The H5N1 controversy, in particular, has shown disconnects between the life science and intelligence communities, with a troubling relationship between the NSABB and intelligence units.

For example, based on my in-depth research of the H5N1 case, it is clear that key intelligence analytic units did not have access to the scientific manuscripts nor to NSABB deliberations during the controversy over publication of the flu experiments.

Rather, the NSABB controlled access to critical information, provided little transparency into their deliberation and drove the analysis of the threat—one that focused on narrow technical issues.
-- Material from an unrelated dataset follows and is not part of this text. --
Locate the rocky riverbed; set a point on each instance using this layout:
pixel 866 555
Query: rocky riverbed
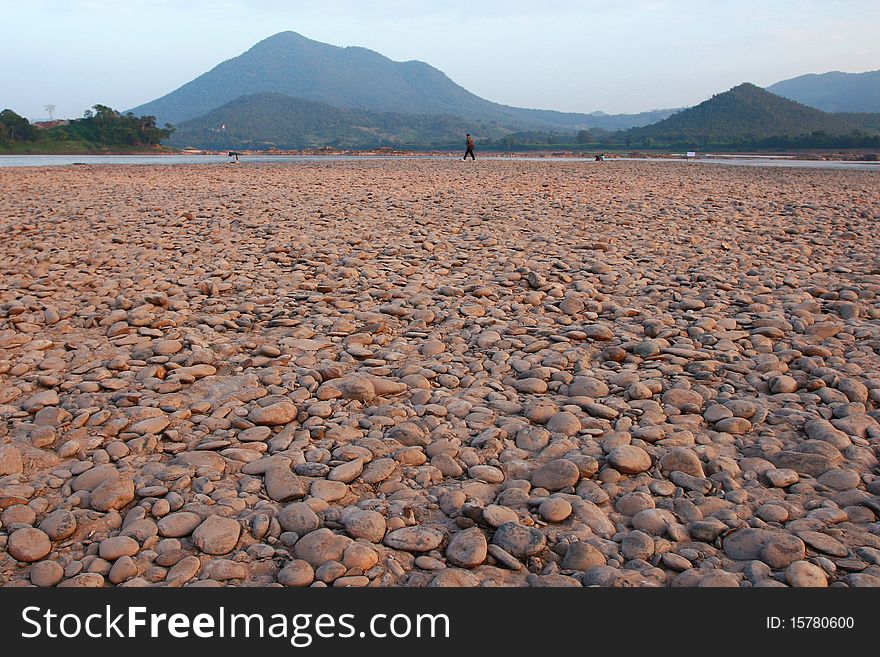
pixel 431 373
The intelligence community was drawn into the H5N1 controversy late in the NSABB’s deliberations—after the board’s first recommendations had already been issued.

Although we need technical advice to inform security policymaking, assessments of the bioterrorism threat coming from the life sciences requires a broad range of expertise and information. A better analysis of such threats would involve more critical engagement of the intelligence community and a range of social science experts who can inform about terrorist intentions, motivations and capabilities.

Social science experts can also provide a more nuanced understanding of the difficulties involved in replicating scientific experiments and translating them to work for terrorist purposes.
The H5N1 controversy has also revealed that we need to create new structures and practices for the acquisition and use of expert knowledge in threat assessments.

The NSABB was plagued by a variety of politics present inside and outside of the board that made intelligence analysts (and others) doubt their recommendations and expertise.

We need to create a new forum and set of expert practices that would increase opportunities for information exchange and deliberation between a variety of experts and intelligence analysts. In these forums, a mediator could be employed to moderate deliberations and to identify strengths and weaknesses of positions. This would produce more accurate, engaged, and less politicized threat assessments to inform US policymaking.
With advances in the life sciences continuing, we should expect more questions and controversies about future scientific experiments and how such work should be handled and published.

There is a need for intelligence analysts to be more involved in these evaluations and we should give them a broader array of social, material and intellectual resources that they can bring into their threat assessments. We’ve been lucky so far, but without improvements in threat assessments, that luck could run out–and with disastrous or catastrophic results.

Kathleen M. Vogel is an associate professor in the Department of Science and Technology Studies and Peace Studies Program at Cornell University. Previously, she was a William C. Foster Fellow in the US State Department’s Office of Proliferation Threat Reduction in the Bureau of Nonproliferation.